第150話(追補) 犬も歩けばトマトに当たる

 その者・・・は意識が戻ったとき、空を飛んでいることに気づいた。


「ど、どういうことだ?」


 一応は『飛行』の種族特性を持っているので――と言うよりも、その特性を有している者を取り込んだので、これまでも飛ぶことは出来た。


 だが、せいぜい羽虫程度の高さであって、こんな高度まで飛び上がったことは一度もなかった。いったい全体、何が起こったのかと、その者が周囲に視線をやると、


「し、城が……浮いているのか?」


 愕然とすると同時に、記憶がまざまざと蘇ってきた。


 そうだった。その者こと自己像幻視ドッペルゲンガーのアシエルは――いや、その影に取り込んだ者たちは突然、飛来した浮遊城から注がれた幾筋もの雷によって一網打尽にされたのだった。


 どうやらまた塵芥ほどの大きさになったアシエルは、ひらりと爆風に乗って、浮遊城中層の岩肌の陰にぴたりと張り付き、こうしてそのままどこかに持っていかれている途中らしい……


 この浮遊城は第六魔王国の王城だったはずだから、行き先は間違いなく北の魔族領に違いない。


「待て。では、聖女パーティーとの戦いはどうなった?」


 アシエルはそう呟いて、岩肌の陰を伝いながら、何とか浮遊城二階のバルコニーまでやって来た。


 そして、またもや呆然とするしかなかった。バルコニーから直結している食堂こと二階広間にて、王国の聖騎士たちが祝勝会をやっていたからだ。


「王国と第六魔王国と火の国に乾杯!」

「リリン様、俺たちの活躍を見てくださいましたか?」

「よっしゃー。これから第六魔王国の夢魔嬢たちと楽しむぞー」

「無礼講じゃあああ! ほら、魔王セロ殿も。杯をもって、我々と一気に!」


 アシエルは内心、くつくつと怒りが込み上げてきた。


 こうなったら魔族らしく、この命と引き換えにしてでも、誰か一人を倒して誉れにしようかと思い至って――


 ふと、アシエルは魔王セロと呼ばれた存在に目をやった。そう。つい興味本位に視線を送ってしまったのだ。


 直後だ。体が硬直した。

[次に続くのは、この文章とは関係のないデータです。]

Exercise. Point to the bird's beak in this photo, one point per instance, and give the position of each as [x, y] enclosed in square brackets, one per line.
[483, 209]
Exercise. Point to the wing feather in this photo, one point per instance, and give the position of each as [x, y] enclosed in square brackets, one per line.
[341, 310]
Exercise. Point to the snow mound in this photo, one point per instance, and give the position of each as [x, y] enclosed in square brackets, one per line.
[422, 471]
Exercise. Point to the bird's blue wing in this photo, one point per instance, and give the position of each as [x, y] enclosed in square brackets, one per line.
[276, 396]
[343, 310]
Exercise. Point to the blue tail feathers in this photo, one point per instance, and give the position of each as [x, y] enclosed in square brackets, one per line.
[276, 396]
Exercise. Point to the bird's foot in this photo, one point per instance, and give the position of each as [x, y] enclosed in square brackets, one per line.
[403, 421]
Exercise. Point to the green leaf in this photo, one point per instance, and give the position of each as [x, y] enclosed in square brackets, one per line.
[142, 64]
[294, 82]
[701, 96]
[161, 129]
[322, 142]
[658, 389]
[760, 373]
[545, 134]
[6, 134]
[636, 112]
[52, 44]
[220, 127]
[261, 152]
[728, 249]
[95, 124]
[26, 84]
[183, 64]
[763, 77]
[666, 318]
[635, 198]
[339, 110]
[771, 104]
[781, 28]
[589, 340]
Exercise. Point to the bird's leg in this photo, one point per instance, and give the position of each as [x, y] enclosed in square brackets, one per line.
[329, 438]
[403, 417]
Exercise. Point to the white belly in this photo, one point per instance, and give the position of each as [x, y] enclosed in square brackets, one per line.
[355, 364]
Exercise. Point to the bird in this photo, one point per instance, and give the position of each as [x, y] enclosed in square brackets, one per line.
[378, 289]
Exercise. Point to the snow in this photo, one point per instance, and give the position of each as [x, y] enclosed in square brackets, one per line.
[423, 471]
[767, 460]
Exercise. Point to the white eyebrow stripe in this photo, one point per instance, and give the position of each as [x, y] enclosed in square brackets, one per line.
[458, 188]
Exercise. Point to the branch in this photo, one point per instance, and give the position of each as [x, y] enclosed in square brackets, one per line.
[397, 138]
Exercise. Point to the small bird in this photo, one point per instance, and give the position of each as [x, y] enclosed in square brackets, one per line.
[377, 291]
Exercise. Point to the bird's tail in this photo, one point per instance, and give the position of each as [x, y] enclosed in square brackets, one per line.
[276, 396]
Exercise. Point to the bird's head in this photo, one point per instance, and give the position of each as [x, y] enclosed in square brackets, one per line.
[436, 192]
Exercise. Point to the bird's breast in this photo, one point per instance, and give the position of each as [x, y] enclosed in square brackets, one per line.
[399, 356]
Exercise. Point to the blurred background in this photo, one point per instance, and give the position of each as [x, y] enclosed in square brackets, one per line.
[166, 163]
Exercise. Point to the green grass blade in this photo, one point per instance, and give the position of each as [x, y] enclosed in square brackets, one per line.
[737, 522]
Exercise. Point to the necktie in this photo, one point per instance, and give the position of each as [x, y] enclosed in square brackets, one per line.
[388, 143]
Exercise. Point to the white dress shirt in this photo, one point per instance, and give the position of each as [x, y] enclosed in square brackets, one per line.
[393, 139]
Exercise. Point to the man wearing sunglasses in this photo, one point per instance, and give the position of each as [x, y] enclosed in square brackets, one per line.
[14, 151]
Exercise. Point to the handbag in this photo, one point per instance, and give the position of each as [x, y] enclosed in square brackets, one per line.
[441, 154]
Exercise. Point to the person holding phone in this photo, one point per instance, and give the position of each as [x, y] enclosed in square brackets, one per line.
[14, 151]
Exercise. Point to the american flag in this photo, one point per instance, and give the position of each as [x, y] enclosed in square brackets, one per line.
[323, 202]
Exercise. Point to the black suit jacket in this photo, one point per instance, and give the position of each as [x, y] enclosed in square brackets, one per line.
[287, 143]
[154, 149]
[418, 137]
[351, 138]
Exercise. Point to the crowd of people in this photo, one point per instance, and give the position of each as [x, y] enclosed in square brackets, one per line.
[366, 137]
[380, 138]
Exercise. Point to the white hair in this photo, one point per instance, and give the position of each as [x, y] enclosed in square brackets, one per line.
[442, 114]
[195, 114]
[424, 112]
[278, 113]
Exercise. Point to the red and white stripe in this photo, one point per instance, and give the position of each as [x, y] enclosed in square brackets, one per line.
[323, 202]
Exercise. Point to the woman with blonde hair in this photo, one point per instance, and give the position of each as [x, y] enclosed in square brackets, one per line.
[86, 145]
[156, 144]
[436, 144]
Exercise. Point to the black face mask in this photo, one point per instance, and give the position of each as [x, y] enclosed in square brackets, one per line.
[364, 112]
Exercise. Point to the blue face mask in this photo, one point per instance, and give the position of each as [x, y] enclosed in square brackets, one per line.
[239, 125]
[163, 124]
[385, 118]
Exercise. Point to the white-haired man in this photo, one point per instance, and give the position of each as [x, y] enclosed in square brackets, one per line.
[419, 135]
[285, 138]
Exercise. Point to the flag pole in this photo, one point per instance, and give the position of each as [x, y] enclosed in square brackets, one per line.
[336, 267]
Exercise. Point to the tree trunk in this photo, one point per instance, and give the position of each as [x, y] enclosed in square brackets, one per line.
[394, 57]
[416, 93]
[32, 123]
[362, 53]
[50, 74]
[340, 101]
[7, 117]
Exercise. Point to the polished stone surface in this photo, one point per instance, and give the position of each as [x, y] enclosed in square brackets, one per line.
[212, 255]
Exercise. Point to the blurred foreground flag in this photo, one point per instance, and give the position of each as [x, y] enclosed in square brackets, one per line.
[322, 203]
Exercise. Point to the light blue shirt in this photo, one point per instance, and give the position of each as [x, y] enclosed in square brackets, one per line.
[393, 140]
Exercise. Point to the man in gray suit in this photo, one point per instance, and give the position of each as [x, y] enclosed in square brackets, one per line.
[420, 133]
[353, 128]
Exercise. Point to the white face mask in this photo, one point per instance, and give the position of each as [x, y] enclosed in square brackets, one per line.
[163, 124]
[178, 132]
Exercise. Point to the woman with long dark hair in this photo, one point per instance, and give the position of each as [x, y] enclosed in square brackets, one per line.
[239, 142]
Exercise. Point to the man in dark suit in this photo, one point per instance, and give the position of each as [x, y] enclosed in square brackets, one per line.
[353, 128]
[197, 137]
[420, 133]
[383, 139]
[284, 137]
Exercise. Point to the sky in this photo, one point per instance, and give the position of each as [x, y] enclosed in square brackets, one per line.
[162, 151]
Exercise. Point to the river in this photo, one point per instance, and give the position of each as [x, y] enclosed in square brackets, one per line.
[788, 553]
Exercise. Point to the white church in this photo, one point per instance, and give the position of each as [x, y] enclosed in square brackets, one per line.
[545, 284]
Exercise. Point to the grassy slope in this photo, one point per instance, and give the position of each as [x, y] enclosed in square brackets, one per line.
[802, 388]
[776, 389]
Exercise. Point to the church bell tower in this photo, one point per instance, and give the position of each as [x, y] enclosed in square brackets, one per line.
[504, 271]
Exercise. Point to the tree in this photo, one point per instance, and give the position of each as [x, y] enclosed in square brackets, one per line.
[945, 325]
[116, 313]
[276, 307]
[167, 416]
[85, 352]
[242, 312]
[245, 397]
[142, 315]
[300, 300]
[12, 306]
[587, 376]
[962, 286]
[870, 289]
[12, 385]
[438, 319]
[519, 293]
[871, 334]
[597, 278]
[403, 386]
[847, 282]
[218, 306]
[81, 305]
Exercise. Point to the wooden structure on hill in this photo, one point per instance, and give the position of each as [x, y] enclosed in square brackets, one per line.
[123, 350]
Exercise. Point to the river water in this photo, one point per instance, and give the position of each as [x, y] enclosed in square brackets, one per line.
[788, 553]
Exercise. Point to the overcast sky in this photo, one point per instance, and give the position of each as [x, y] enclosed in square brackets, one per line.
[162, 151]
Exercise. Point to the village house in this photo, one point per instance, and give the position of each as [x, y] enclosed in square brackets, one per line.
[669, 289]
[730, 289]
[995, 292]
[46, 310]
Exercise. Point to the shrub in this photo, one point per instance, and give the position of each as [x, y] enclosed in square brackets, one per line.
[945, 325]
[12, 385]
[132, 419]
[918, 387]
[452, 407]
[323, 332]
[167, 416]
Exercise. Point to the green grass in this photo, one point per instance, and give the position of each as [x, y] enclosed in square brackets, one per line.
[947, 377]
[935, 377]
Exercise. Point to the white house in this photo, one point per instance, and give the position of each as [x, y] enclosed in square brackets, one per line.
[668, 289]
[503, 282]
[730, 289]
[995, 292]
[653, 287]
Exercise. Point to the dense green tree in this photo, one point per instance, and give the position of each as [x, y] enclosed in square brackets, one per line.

思考が完全に停まった。


「…………」


 第五魔王こと奈落王アバドンも凄まじい存在だと敬していたが、この者の禍々しさはそれを遥かに凌駕していた。


 これではまるで古の魔王を超える存在だ。地上世界にいていい存在ではない。地下に囚われて、大陸に這い上がってこないように天使たちに監視されるべき対象だ。


「なるほど。負ける……わけか」


 アシエルは吐き捨てるかのように呟いた。


 よく見れば、第六魔王こと愚者セロの配下も凄まじい――真祖の長女ルーシー、人造人間フランケンシュタインエメス。


 それに加えてよく見知った顔もいた。高潔の元勇者ノーブルにドルイドのヌフだ。魔王アバドンと対等に渡り合える実力を備えた二人までもがセロに臣従しているのだ。


 他にも一騎当千の力を持ったダークエルフに吸血鬼たち、さらにはドワーフや王国屈指の聖騎士団や神殿騎士団ストーカーもいて、これだけ多士済々ならどんな策を弄しても勝てるはずがない。地力の差が違い過ぎたのだ。


 つまり、何もかも全ては、情報収集の甘さがもたらした敗北だ――


 とはいっても、アシエルは同僚だった泥竜ピュトンや虫系魔人の情報官アルベを攻める気にはならなかった。そもそも、以前の第六魔王こと真祖カミラが敗れたのがほんの数か月前だったはずだ。


 たったそれだけの間で、これだけの陣容を揃える方が可笑しいのだ……


「く、くく……くははは」


 アシエルはバルコニーの柱の陰に張り付いて、ずっと笑い続けた。


 死んでいった仲間たちに対して、せめてもの手向けだった。これだけの相手だったのだ。いっそ精一杯、誇れ、と。


 戦場で死ぬことは恥ずべきことではない。むしろ、帝国屈強のつわものどもなら、何よりの誉れにすべきだと、アシエルは多くの者たちを自らの中に取り込んでいたからこそよく理解していた。


 そうこうしているうちに、浮遊城は夜通し飛んで、昼には北の魔族領に入って、険しい岩山の頂きに乗った魔王城は本来の姿に戻った。


「さて、どうすべきか」


 アシエルは小さな羽虫となって、ぱた、ぱた、と飛んだ。


 今さら魔王セロに一矢報いようなどとは考えてもいなかったが、そうはいっても今の羽虫サイズでは何も出来やしない。下手をしたらそこらへんの獣一匹にも負けてしまう。それだけはやはり避けたい……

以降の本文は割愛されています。